There has been a sharp increase in the numbers of young people needing help for anxiety, two leading charities have warned.
This comes just a week after the National Institute for Care and Health Excellence released a new quality standard aimed at improving care for people with anxiety disorders.
Anxiety UK, which supports people living with anxiety, and YouthNet, the national online charity for 16 to 25 year olds, have both seen increased demand for their online services supporting young people during January 2014, as compared to the same time last year.
During January 2014, Anxiety UK experienced a 40% increase in visitors to their website information pages for young people with anxiety disorders and 106% increase in those accessing resources for parents and carers of young people with anxiety.
YouthNet, an online guide to life for young people, also saw a 13% increase in visits to their information and support for young people with mental health concerns since january 2013.

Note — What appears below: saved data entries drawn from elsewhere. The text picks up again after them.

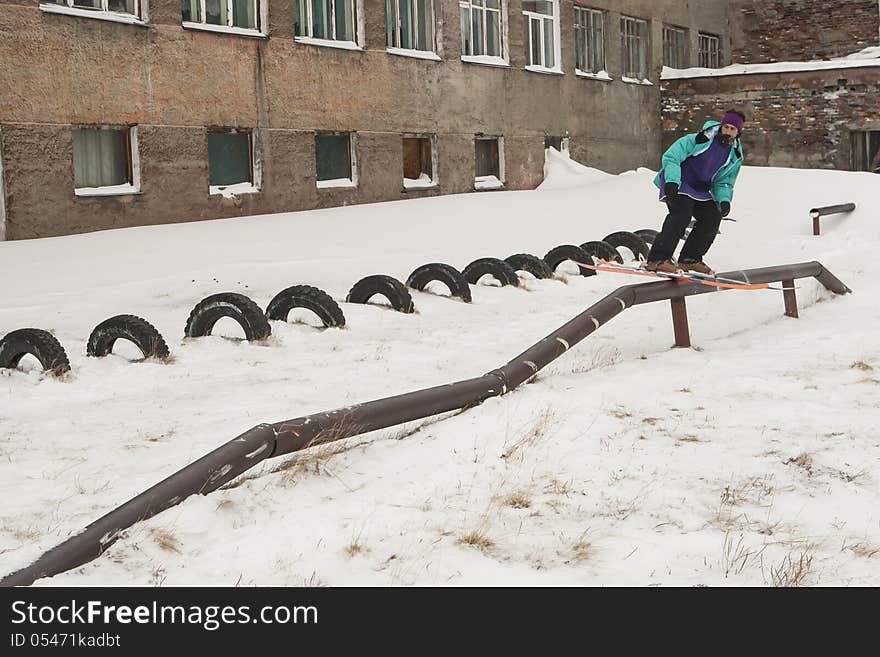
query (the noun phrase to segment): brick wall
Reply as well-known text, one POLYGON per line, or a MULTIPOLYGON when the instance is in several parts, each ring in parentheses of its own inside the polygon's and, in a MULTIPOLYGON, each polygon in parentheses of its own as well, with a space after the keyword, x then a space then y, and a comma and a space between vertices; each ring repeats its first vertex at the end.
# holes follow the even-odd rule
POLYGON ((733 0, 733 60, 809 61, 880 43, 877 0, 733 0))
POLYGON ((746 114, 746 164, 850 169, 850 133, 880 130, 880 68, 665 80, 663 149, 725 109, 746 114))

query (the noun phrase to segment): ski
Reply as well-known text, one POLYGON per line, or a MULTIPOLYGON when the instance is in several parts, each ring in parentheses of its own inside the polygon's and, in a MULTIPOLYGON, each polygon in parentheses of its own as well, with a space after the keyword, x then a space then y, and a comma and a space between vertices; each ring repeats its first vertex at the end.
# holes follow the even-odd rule
POLYGON ((786 288, 771 287, 769 283, 743 283, 733 279, 718 278, 714 276, 705 276, 703 274, 694 274, 689 272, 653 272, 647 269, 628 267, 619 263, 608 262, 606 260, 596 259, 600 264, 590 265, 584 262, 576 262, 575 264, 592 269, 593 271, 607 271, 617 274, 632 274, 635 276, 647 276, 649 278, 659 278, 661 280, 683 281, 688 283, 701 283, 710 287, 721 288, 725 290, 782 290, 786 288))

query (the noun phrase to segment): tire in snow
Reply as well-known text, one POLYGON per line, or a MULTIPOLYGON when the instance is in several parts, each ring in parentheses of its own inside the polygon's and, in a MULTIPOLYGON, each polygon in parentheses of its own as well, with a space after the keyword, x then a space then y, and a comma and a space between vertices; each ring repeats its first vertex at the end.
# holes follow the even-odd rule
POLYGON ((471 288, 464 274, 452 265, 442 262, 429 262, 427 265, 417 267, 406 279, 406 286, 414 290, 424 290, 431 281, 440 281, 449 288, 452 296, 470 303, 471 288))
POLYGON ((403 283, 393 276, 384 274, 362 278, 349 290, 345 300, 349 303, 367 303, 375 294, 381 294, 388 299, 391 307, 398 312, 412 313, 416 310, 412 297, 403 283))
POLYGON ((611 246, 608 242, 602 242, 600 240, 584 242, 581 244, 581 248, 587 252, 587 255, 592 256, 593 258, 623 264, 623 258, 620 256, 620 253, 618 253, 617 249, 611 246))
MULTIPOLYGON (((566 260, 571 260, 575 263, 583 262, 588 265, 592 264, 593 262, 586 251, 584 251, 579 246, 575 246, 574 244, 562 244, 560 246, 557 246, 555 249, 550 249, 547 252, 547 255, 544 256, 544 262, 547 263, 547 266, 550 267, 552 271, 556 271, 556 268, 566 260)), ((581 272, 581 276, 596 275, 596 272, 592 269, 587 269, 586 267, 581 267, 580 265, 578 265, 578 269, 581 272)))
POLYGON ((532 255, 531 253, 517 253, 504 259, 514 271, 526 271, 535 278, 550 278, 553 276, 553 270, 544 262, 543 258, 532 255))
POLYGON ((214 324, 222 317, 231 317, 238 322, 249 341, 262 340, 272 334, 269 320, 260 307, 236 292, 212 294, 199 301, 186 320, 184 334, 188 338, 211 335, 214 324))
POLYGON ((654 240, 657 239, 657 236, 660 234, 660 231, 654 230, 653 228, 641 228, 639 230, 634 230, 633 235, 638 235, 643 240, 645 240, 645 244, 651 246, 654 244, 654 240))
POLYGON ((294 308, 311 310, 325 327, 345 326, 345 315, 333 298, 311 285, 293 285, 281 290, 266 306, 266 317, 287 321, 294 308))
POLYGON ((55 336, 36 328, 23 328, 7 333, 0 340, 0 367, 16 368, 22 357, 34 356, 43 371, 60 376, 70 371, 70 361, 55 336))
POLYGON ((648 259, 648 252, 650 251, 650 248, 648 248, 645 240, 643 240, 635 233, 629 233, 625 230, 621 230, 616 233, 606 235, 602 238, 602 241, 608 242, 615 249, 619 246, 622 246, 625 249, 629 249, 630 251, 632 251, 632 254, 633 256, 635 256, 636 260, 648 259))
POLYGON ((116 315, 105 319, 89 336, 86 353, 102 357, 113 351, 113 345, 122 338, 133 343, 144 358, 167 358, 168 345, 156 327, 135 315, 116 315))
POLYGON ((495 280, 501 283, 502 287, 505 285, 519 287, 519 276, 516 275, 516 271, 498 258, 478 258, 465 267, 461 273, 471 285, 476 285, 483 276, 491 274, 495 280))

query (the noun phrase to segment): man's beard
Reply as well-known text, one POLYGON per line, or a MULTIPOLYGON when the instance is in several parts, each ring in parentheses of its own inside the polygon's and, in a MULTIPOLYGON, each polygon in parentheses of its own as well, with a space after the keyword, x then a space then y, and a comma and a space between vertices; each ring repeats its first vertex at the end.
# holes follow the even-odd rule
POLYGON ((722 146, 730 146, 733 143, 733 137, 725 135, 723 132, 718 133, 718 143, 722 146))

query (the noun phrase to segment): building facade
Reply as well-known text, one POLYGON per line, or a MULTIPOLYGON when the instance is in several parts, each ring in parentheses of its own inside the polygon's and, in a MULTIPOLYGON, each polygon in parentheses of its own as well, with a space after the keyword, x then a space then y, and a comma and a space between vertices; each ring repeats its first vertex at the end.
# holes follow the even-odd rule
POLYGON ((530 189, 659 161, 726 0, 0 0, 0 237, 530 189))
POLYGON ((880 3, 733 0, 737 71, 662 81, 663 147, 719 111, 746 114, 746 163, 874 170, 880 164, 880 3))

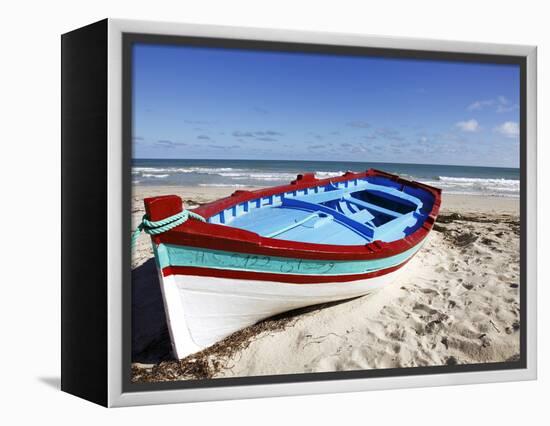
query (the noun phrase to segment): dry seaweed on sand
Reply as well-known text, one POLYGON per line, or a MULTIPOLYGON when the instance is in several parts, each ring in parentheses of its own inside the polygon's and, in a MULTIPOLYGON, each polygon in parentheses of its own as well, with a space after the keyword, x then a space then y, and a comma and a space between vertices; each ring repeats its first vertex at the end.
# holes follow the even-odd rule
POLYGON ((459 233, 453 238, 453 243, 457 247, 467 247, 477 241, 478 236, 474 233, 459 233))
POLYGON ((515 226, 519 225, 519 218, 510 214, 440 213, 436 223, 446 225, 453 222, 500 223, 515 226))
MULTIPOLYGON (((441 232, 447 240, 449 240, 454 246, 464 248, 475 243, 480 237, 479 231, 472 231, 472 225, 474 223, 487 226, 491 224, 499 224, 500 226, 508 226, 510 230, 519 235, 520 224, 517 216, 501 214, 501 215, 486 215, 483 213, 450 213, 440 214, 437 218, 437 222, 434 224, 434 231, 441 232), (453 226, 453 225, 459 225, 453 226)), ((492 228, 488 229, 493 231, 492 228)), ((497 236, 503 235, 503 232, 496 234, 497 236)), ((489 240, 487 237, 481 239, 484 245, 493 245, 494 241, 489 240)))
POLYGON ((163 361, 157 365, 147 366, 149 368, 142 368, 135 363, 132 365, 132 381, 210 379, 223 368, 235 352, 246 349, 260 333, 284 330, 294 319, 294 317, 286 317, 261 321, 181 360, 163 361))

The charities have warned that this increased trend highlights the need for accessible and trusted information and support for young people coping with anxiety.
Emma Thomas from YouthNet said: “Realising you have a mental health issue can be really stressful in itself. While we welcome a new quality standard, it’s important to recognise that young people are often unsure about how to talk to professionals and need support to help distinguish their feelings and cope.
"Young people are increasingly looking online for this first, so trusted information in a style and tone they relate to, as well as a safe place to share openly, is vital.”
Nicky Lidbetter, Anxiety UK’s CEO said: “We typically see an increase in enquiries and website visits during this time of year however the rise in the number of visits to our web pages dedicated to young people during the first part of 2014 appears to be a new trend and one that we will need to monitor.
"Ensuring that young people have access to accurate information and ongoing support is critical as we know that early intervention often prevents the development of more entrenched and difficult to treat, anxiety disorders in adulthood.